The only system that is capable of meeting these goals is the CPP, a proven system that is the envy of many countries. Its systems can be modified to offer enhanced benefits. Everyone is familiar with the CPP, which is in sound financial health with the latest actuarial report noting that it is sound for at least the next 70 years.

Approximately 35 per cent of older citizens 1.6 million seniors are still dependent upon Guaranteed Income Supplement (GIS) to keep them out of poverty. This is partly because current the CPP objective of just replacing 25 per cent of the average industrial wage is too low. A 50 per cent income replacement ratio would dramatically reduce the reliance on GIS to keep the elderly out of poverty and reduce the cost of GIS to the federal government by billions annually.

The Year’s Maximum Pensionable Earnings (YMPE) should be raised to at least $90,000 and consideration given to raising it to the full Income Tax Act (ITA) limit for Registered Pension Plans (RPP) of ($122,222 in 2009) pending an evaluation/review in a decade.

Subject to an actuarial evaluation, it is expected that these benefits could be achieved with a phased-in increase of CPP contribution rates from the current 9.9 per cent to approximately 14.5 per cent, most, if not all, of which would be offset by reductions in workplace pensions for those with workplace pensions.
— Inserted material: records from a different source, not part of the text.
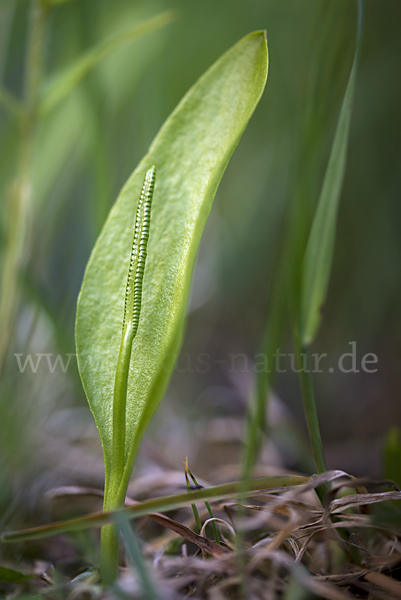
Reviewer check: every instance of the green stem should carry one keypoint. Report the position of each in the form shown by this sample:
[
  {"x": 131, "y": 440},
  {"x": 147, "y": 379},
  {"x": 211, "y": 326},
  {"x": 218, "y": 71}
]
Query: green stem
[
  {"x": 110, "y": 533},
  {"x": 20, "y": 191},
  {"x": 308, "y": 396}
]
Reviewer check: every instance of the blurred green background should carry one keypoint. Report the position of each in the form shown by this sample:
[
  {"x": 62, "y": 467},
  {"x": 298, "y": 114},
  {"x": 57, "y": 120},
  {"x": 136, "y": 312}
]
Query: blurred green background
[{"x": 87, "y": 147}]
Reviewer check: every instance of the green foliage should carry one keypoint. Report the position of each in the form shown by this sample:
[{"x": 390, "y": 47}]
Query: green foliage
[
  {"x": 320, "y": 248},
  {"x": 163, "y": 504},
  {"x": 9, "y": 575},
  {"x": 63, "y": 83},
  {"x": 190, "y": 153},
  {"x": 392, "y": 455}
]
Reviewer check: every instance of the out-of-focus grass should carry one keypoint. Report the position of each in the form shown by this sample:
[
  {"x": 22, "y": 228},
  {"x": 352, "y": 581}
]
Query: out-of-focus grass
[{"x": 92, "y": 141}]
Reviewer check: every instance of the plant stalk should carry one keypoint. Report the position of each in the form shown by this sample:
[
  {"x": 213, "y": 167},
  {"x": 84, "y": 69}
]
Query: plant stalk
[{"x": 109, "y": 540}]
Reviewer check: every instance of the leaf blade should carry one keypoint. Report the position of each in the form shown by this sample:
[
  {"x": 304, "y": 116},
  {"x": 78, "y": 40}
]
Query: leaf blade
[
  {"x": 191, "y": 153},
  {"x": 319, "y": 251},
  {"x": 61, "y": 84}
]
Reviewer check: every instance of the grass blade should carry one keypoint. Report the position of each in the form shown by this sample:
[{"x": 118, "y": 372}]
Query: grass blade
[
  {"x": 319, "y": 251},
  {"x": 219, "y": 492}
]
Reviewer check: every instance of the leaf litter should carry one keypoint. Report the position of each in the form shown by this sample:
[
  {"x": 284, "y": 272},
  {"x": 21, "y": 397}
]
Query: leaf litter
[{"x": 275, "y": 544}]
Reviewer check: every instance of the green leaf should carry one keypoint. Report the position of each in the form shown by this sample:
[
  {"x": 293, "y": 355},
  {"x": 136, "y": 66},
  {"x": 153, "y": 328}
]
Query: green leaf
[
  {"x": 190, "y": 153},
  {"x": 320, "y": 247},
  {"x": 392, "y": 455},
  {"x": 63, "y": 83},
  {"x": 225, "y": 491},
  {"x": 9, "y": 575}
]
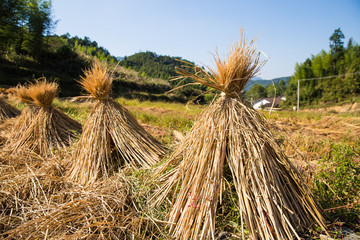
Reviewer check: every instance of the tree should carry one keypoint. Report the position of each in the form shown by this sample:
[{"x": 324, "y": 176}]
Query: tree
[
  {"x": 39, "y": 22},
  {"x": 336, "y": 44},
  {"x": 336, "y": 47},
  {"x": 256, "y": 92}
]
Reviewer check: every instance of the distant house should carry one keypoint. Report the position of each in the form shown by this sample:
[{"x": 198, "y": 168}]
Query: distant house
[{"x": 266, "y": 103}]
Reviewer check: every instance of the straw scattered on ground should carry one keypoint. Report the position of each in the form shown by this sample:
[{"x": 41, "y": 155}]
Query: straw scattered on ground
[{"x": 272, "y": 199}]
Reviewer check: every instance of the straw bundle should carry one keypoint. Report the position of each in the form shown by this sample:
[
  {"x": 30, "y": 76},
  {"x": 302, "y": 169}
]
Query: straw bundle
[
  {"x": 41, "y": 127},
  {"x": 7, "y": 111},
  {"x": 272, "y": 198},
  {"x": 111, "y": 135}
]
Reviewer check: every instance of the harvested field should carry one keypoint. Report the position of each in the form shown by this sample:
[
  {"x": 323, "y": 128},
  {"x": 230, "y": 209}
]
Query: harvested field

Redirected GIS savings could be used to offset some of the required contribution increase.

An honest evaluation of the effectiveness of current tax policy will illustrate how inefficient it is for most retirement savings. Net federal RPPs tax expenditures (concessions) were worth $17.6-billion and $11.3-billion in 2007 and 2009. RRSPs cost $12.1-billion and $8.5-billion in the same years. The loss of provincial revenues adds another 35 per cent to 40 per cent.
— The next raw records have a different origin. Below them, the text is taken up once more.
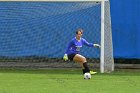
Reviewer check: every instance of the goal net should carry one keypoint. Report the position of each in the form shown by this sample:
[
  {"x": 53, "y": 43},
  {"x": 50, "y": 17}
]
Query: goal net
[{"x": 40, "y": 31}]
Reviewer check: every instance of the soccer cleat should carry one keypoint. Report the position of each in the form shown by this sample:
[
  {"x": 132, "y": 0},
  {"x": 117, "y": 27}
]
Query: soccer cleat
[{"x": 91, "y": 72}]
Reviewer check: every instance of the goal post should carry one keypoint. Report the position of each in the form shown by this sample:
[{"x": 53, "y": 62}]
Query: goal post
[{"x": 31, "y": 29}]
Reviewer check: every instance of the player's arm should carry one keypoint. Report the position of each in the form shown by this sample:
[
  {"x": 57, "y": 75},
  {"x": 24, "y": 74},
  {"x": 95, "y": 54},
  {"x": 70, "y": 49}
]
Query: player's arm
[{"x": 90, "y": 44}]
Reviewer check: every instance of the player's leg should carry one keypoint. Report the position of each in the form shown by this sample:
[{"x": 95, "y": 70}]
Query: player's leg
[{"x": 83, "y": 62}]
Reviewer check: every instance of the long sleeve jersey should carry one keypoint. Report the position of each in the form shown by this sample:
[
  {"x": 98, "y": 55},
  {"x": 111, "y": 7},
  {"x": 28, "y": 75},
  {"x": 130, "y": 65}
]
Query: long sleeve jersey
[{"x": 74, "y": 45}]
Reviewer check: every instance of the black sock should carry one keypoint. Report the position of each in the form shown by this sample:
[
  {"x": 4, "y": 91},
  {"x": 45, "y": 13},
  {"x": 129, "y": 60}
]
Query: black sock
[{"x": 86, "y": 68}]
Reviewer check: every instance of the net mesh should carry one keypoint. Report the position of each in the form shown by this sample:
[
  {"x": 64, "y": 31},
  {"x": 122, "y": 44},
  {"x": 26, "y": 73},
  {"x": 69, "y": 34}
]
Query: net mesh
[{"x": 40, "y": 31}]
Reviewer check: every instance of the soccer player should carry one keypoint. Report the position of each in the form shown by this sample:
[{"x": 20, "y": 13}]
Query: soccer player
[{"x": 73, "y": 51}]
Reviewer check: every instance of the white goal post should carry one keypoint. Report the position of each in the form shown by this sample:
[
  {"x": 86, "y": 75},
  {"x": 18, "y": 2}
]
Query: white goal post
[{"x": 106, "y": 53}]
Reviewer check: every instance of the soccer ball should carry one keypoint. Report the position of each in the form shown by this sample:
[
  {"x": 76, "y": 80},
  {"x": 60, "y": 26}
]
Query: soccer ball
[{"x": 87, "y": 76}]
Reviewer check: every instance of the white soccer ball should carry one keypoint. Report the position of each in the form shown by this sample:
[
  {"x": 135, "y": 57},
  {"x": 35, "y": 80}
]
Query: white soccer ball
[{"x": 87, "y": 76}]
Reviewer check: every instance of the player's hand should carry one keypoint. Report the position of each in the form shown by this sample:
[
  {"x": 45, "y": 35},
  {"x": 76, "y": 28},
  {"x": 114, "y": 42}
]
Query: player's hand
[
  {"x": 65, "y": 58},
  {"x": 96, "y": 45}
]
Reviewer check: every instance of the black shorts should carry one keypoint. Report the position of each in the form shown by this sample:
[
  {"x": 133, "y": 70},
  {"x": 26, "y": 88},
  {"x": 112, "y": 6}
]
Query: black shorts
[{"x": 71, "y": 56}]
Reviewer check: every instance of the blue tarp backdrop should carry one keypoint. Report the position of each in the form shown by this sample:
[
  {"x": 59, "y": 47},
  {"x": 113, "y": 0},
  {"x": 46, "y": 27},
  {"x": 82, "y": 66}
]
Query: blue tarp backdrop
[{"x": 28, "y": 29}]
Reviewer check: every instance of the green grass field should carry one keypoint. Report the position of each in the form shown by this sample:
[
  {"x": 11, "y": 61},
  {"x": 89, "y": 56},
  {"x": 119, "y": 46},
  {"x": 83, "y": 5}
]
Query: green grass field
[{"x": 68, "y": 81}]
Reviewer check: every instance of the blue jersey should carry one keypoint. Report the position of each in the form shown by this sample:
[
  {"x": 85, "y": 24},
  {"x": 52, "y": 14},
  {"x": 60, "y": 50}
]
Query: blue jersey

Defined benefit (DB) plans are much more efficient than defined contribution (DC) plans in that they produce significantly higher pensions for the same contributions, yet DC plans get the same tax support.

RRSPs are terribly tax inefficient in that for the $8.5-billion to $12.1-billion in annual net tax expenditures (around 30 per cent of total contributions), the median value of RRSP assets by Canadians under age 65 is a woeful $40,000 and those over 65 have less than $55,000insufficient to supplement one’s pension, especially at today’s annuity rates. Only 25 per cent of working Canadians contribute to RRSPs, only six per cent with incomes under $20,000. Pro-rating tax expenditures to the value of projected pension would bring fairness and equity back into the system.
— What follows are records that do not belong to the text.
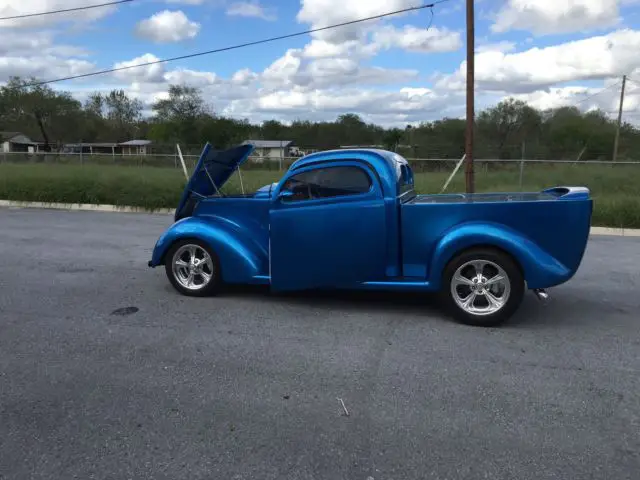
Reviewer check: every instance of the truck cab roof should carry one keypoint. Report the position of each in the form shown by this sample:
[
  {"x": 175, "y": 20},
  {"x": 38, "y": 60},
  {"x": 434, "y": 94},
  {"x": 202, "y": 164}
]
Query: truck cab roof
[{"x": 393, "y": 170}]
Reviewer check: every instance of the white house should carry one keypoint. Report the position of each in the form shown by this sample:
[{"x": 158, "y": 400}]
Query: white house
[
  {"x": 16, "y": 142},
  {"x": 274, "y": 150}
]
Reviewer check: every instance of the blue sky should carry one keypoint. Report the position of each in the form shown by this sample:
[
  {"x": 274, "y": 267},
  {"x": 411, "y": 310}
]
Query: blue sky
[{"x": 392, "y": 71}]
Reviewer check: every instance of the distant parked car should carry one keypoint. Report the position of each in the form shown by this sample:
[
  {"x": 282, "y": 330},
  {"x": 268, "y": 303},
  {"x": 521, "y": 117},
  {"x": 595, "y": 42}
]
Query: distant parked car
[{"x": 352, "y": 219}]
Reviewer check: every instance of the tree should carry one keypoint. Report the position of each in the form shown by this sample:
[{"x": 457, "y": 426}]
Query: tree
[
  {"x": 39, "y": 111},
  {"x": 112, "y": 117},
  {"x": 181, "y": 110}
]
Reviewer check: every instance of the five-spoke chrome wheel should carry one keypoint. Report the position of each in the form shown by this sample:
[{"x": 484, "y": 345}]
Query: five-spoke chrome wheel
[
  {"x": 483, "y": 286},
  {"x": 192, "y": 268},
  {"x": 480, "y": 287}
]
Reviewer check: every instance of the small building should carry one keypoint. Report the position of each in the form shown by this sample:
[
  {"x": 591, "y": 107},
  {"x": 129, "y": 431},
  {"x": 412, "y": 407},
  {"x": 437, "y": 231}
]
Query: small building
[
  {"x": 16, "y": 142},
  {"x": 135, "y": 147},
  {"x": 270, "y": 149}
]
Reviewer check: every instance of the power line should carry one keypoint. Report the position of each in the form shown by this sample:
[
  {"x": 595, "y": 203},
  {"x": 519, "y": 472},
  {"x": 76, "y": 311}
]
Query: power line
[
  {"x": 596, "y": 93},
  {"x": 235, "y": 47},
  {"x": 633, "y": 81},
  {"x": 87, "y": 7}
]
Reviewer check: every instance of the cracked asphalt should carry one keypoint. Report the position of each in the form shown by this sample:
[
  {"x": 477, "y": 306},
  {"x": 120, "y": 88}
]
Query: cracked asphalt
[{"x": 246, "y": 385}]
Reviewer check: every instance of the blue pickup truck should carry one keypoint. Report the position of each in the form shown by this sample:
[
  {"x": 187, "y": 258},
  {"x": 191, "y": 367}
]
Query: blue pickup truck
[{"x": 351, "y": 219}]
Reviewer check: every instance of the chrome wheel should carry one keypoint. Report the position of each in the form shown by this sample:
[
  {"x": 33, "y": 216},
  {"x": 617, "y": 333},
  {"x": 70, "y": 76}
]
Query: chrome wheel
[
  {"x": 192, "y": 267},
  {"x": 480, "y": 287}
]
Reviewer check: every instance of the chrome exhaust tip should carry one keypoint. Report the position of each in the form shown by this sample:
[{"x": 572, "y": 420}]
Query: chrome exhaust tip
[{"x": 541, "y": 294}]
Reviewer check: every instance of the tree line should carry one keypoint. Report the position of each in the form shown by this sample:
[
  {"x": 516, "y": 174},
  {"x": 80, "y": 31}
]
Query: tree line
[{"x": 509, "y": 130}]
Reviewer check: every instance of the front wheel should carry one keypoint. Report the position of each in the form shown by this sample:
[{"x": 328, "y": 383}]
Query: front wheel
[
  {"x": 193, "y": 268},
  {"x": 482, "y": 287}
]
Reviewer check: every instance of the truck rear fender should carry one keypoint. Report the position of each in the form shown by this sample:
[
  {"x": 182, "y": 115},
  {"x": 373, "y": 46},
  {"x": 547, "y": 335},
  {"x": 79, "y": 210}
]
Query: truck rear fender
[
  {"x": 241, "y": 258},
  {"x": 539, "y": 268}
]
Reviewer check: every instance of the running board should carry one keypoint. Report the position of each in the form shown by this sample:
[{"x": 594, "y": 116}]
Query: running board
[{"x": 541, "y": 294}]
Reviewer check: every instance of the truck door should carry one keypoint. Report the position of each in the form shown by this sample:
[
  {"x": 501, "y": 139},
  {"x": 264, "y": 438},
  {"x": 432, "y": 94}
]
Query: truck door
[{"x": 327, "y": 228}]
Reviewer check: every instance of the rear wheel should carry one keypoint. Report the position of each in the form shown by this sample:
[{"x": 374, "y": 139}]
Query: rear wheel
[
  {"x": 192, "y": 268},
  {"x": 482, "y": 287}
]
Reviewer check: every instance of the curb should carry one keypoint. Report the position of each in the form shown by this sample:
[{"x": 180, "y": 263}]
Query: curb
[
  {"x": 88, "y": 207},
  {"x": 91, "y": 207}
]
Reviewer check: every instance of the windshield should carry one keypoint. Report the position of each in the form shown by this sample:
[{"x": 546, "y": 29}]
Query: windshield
[{"x": 404, "y": 173}]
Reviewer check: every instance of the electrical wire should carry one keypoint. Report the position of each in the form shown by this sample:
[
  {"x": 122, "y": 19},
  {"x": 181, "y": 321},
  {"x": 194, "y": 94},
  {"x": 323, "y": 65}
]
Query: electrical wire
[
  {"x": 597, "y": 93},
  {"x": 238, "y": 46},
  {"x": 87, "y": 7}
]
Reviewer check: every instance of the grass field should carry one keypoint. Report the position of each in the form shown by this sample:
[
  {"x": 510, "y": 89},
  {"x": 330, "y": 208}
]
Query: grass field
[{"x": 615, "y": 188}]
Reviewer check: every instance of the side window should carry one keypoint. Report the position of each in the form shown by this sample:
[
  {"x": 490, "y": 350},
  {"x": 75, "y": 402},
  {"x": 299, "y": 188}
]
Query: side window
[{"x": 328, "y": 182}]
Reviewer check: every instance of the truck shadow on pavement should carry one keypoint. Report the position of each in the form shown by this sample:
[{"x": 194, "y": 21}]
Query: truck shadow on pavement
[{"x": 419, "y": 306}]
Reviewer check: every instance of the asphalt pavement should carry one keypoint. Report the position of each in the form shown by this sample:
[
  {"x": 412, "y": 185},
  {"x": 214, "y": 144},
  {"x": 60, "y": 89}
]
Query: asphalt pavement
[{"x": 107, "y": 373}]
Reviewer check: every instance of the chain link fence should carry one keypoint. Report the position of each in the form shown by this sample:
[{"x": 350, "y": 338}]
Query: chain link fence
[{"x": 430, "y": 173}]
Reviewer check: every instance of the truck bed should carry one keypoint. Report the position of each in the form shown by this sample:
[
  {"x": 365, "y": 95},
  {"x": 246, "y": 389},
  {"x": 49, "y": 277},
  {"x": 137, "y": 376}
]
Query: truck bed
[
  {"x": 557, "y": 220},
  {"x": 483, "y": 197}
]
Phasing-in the doubling the target income replacement rate to 50 per cent and the doubling the YMPE over the next 47 years is the most efficient way to ensure that future retirees will be able to retire with dignity without inter-generational subsidies.

It’s time to have an open discussion about the fiscal, health, and social implications of the aging population. Let’s start by looking at the evidence before jumping to conclusions.

Green Party Leader Elizabeth May also represents Saanich-Gulf Islands, B.C.